Magazin: Orta ve büyük formatlı fotoğraf makinelerinde film taşıyıcı olarak kullanılan bölümdür. Böylelikle film kullanan makineler ile sayısal fotoğraf çekilebilmek olanaklı hale gelir. Bu araçlar profesyonel fotoğrafçılar için geliştirilmiştir. Özel bir bilgi birikimi ile birlikte kullanabilmek olanaklıdır. Sundukları görüntü kalitesi ise 22 ile 60 milyon piksel arasında değişen sayısal aralıktadır. Bu görüntü kalitesi ise pahalı olmalarına neden olur. Ama profesyonel fotoğrafçılar tarafından çokça kullanılmaktadırlar. Boyutlarını büyük, sistemlerinin yavaş ve gövdelerinin ağır olması sebebi ile görüntü kalitesinin önemli olduğu durumlarda ve stüdyo ortamlarında tercih edilen makinelerdir.

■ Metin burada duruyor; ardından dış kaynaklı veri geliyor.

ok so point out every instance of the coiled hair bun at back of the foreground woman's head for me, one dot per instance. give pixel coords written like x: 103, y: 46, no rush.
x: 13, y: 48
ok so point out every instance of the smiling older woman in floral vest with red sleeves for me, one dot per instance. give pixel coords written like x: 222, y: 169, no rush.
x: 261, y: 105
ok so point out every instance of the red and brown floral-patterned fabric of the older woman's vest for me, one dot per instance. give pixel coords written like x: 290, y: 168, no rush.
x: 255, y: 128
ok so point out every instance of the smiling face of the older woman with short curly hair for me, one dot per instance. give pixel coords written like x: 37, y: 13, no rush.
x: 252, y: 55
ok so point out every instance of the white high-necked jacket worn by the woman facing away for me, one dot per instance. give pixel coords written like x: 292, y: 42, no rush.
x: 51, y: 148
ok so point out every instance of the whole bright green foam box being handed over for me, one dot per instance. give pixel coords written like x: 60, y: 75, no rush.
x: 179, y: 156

İlk üretildiklerinde bu sayısal arkalıklar, ürettikleri görüntünün yüksek çözünürlüğü sebebi ile bir bilgisayara kablo ile bağlanarak kullanılabilmekteydiler. Daha sonraları ise teknolojinin gelişmesi ile birlikte üretilen modeller veriyi daha hızlı bir şekilde işleyip kendi içlerinde bulunan belleklere kaydedebilir hale geldiler. Günümüzdeki sayısal arkalıklar, tam çerçeve bir algılayıcıya göre iki kat daha büyük algılayıcılardan oluşmaktadırlar. Ayrıca üzerlerinde bir LCD ekran da olabilmektedir. Sayısal arkalıkların kullanımı DSLR’lerin kullanımından farksızdır. Yani bir objektife bağlı ve belli bir “odak çarpanı”na sahiptirler.